When generalizing the findings of this study, several limitations should be considered. This research extracts multiple textual features from annual reports but only applies the basic sentiment calculation strategy that refers to the CNRDS. With regard to this, future studies could collect and extract more textual features from more resources, such as news and social media. Extracting the semantic features from certain parts of MD&As will also be important in future work.
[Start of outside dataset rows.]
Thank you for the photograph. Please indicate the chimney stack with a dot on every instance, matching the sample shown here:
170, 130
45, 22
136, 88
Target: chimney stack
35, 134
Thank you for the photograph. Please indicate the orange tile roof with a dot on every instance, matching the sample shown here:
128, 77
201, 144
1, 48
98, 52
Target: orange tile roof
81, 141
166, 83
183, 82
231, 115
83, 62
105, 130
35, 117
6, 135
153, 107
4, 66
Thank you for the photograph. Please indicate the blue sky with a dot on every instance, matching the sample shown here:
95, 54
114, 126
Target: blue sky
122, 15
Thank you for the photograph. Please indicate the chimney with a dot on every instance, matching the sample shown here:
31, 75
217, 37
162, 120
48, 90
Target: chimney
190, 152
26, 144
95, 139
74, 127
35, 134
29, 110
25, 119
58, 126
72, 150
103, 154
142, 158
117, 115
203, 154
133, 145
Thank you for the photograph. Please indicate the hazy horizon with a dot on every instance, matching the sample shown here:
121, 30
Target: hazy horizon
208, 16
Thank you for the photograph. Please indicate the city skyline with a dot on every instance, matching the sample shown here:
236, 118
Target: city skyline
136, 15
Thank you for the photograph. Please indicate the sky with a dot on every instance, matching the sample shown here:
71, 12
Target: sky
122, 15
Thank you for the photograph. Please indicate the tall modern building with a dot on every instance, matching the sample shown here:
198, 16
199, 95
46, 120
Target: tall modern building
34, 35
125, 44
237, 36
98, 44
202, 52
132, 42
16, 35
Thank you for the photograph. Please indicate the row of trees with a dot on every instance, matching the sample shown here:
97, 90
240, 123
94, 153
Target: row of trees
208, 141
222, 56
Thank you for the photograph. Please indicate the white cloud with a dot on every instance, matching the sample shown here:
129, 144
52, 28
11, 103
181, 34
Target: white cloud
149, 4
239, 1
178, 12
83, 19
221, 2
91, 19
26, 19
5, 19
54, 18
Such studies could also employ the comprehensive lexicon-based sentiment analysis approach. This research was also limited by virtue of the fact that, for Chinese listed companies, ST samples were only collected for the years from 2014 to 2018. Future studies could potentially collect experiment samples over a longer duration of time and expand to other countries’ FDP issues. This study only applies a single over-sampling method to address the class-imbalanced problem. Future research will need to adopt and compare other approaches, to improve unbalanced FDP. Moreover, there are two types of FDP frameworks, as mentioned in Sect. 2, namely static and dynamic prediction. This study applies a static prediction framework in the FDP of Chinese listed companies that have achieved satisfactory performance. Future studies could also incorporate multiple textual features, feature selection models, and ensemble classifiers into a dynamic FDP study. Such a study could employ a rolling window strategy, which would help to achieve a more comprehensive and forward-looking analysis.